I do have to mention a couple of things that I struggled with as I was reading this book, Catherine being the biggest one for me. I had a hard time liking her. First, I found it hard to take when she wouldn't tell her husband her secret on more than one occasion. She would go as far as saying that it was really bad and that she could be in trouble but would stop at that. The bigger thing for me though was that I couldn't identify with her and the entire reconnection with the son that she put up for adoption. I found her cold and somewhat heartless about the entire thing. She was only connecting with him because she was hoping he was a bone marrow match for Michael. She seemed emotionless and selfish and not at all concerned about what it would do to him. It was very much unresolved in my opinion. I feel like her character needed to be fleshed out and developed a little more in order for me to understand and empathise with her. In fact, all of the characters would have benefited with a little more developing. They sometimes felt a little robotic.

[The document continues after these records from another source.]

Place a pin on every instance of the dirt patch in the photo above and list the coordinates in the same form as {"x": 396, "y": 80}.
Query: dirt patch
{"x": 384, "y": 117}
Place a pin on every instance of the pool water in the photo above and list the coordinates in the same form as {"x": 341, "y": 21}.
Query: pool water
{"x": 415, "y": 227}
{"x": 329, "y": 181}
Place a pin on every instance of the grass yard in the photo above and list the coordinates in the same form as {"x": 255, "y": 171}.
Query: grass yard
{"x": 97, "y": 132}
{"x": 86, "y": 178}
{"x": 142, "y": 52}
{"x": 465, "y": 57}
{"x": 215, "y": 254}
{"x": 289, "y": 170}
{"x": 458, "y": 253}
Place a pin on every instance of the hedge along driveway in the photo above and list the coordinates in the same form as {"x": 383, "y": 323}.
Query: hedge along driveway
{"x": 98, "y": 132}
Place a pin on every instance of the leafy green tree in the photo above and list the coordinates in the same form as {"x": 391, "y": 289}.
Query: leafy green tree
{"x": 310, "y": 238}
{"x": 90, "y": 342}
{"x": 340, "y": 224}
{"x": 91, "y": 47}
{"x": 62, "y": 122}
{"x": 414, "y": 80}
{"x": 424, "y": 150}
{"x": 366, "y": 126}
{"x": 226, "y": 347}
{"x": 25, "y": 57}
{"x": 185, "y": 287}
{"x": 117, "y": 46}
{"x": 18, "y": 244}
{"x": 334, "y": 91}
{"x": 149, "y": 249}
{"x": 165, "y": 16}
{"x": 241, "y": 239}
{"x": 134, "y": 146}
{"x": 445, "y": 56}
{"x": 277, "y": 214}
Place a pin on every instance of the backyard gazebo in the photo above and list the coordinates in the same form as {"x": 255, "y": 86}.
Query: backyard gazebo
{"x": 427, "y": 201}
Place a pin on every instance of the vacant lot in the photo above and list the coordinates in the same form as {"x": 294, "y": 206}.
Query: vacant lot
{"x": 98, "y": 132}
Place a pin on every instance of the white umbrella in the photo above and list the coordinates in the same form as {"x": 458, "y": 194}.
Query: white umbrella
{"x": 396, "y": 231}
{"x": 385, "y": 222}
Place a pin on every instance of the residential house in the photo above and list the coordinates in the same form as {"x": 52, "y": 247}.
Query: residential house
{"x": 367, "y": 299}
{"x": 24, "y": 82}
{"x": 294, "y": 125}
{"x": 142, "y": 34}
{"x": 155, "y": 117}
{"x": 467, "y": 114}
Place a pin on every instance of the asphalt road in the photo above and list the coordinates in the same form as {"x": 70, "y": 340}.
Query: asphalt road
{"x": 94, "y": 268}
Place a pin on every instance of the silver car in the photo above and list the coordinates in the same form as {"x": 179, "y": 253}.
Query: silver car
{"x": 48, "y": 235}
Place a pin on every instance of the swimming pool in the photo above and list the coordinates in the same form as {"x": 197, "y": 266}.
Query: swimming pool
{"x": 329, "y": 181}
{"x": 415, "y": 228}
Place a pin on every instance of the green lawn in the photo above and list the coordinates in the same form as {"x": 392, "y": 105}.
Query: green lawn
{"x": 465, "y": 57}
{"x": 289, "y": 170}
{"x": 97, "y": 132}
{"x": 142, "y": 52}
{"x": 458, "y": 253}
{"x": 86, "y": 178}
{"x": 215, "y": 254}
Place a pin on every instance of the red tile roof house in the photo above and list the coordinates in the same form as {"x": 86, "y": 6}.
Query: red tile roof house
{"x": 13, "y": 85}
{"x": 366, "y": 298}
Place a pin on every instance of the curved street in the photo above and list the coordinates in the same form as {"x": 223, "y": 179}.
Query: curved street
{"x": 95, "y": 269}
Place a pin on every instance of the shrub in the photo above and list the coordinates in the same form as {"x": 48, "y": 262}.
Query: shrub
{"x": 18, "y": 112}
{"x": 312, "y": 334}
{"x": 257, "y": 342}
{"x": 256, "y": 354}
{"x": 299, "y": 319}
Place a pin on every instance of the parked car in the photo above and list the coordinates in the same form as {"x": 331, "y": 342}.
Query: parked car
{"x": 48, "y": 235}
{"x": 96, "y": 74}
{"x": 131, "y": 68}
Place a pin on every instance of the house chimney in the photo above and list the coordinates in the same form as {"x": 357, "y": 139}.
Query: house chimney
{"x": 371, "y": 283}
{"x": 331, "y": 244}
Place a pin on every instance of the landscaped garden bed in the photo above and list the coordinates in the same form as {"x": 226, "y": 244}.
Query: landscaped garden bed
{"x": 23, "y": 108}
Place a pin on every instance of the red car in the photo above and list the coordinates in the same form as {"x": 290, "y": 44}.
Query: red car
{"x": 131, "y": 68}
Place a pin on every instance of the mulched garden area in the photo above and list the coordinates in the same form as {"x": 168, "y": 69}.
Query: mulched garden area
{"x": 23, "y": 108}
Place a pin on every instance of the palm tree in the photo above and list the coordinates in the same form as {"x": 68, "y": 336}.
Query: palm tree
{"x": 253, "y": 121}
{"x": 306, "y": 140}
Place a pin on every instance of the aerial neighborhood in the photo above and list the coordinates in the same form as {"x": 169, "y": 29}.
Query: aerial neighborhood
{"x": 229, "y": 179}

I did however enjoy the reconnection that Catherin/Robin Lee had with her brother. I could feel a little bit more of the pain and emotion throughout that aspect of the story. Again, I felt that she lacked a bit of emotion and it was coming mostly from the other characters but a tiny bit did show through.

All in all, I enjoyed this book and am thankful that I had the opportunity to read it!




About the Author
Susan Clayton-Goldner was born in New Castle, Delaware and grew up with four brothers along the banks of the Delaware River. She is a graduate of the University of Arizona's Creative Writing Program and has been writing most of her life. Her novels have been finalists for The Hemingway Award, the Heeken Foundation Fellowship, the Writers Foundation and the Publishing On-line Contest. Susan won the National Writers' Association Novel Award twice for unpublished novels and her poetry was nominated for a Pushcart Prize.

Her work has appeared in numerous literary journals and anthologies including Animals as Teachers and Healers, published by Ballantine Books, Our Mothers/Ourselves, by the Greenwood Publishing Group, The Hawaii Pacific Review-Best of a Decade, and New Millennium Writings. A collection of her poems, A Question of Mortality was released in 2014 by Wellstone Press. Prior to writing full time, Susan worked as the Director of Corporate Relations for University Medical Center in Tucson, Arizona.

Susan shares a life in Grants Pass, Oregon with her husband, Andreas, her fictional characters, and more books than one person could count.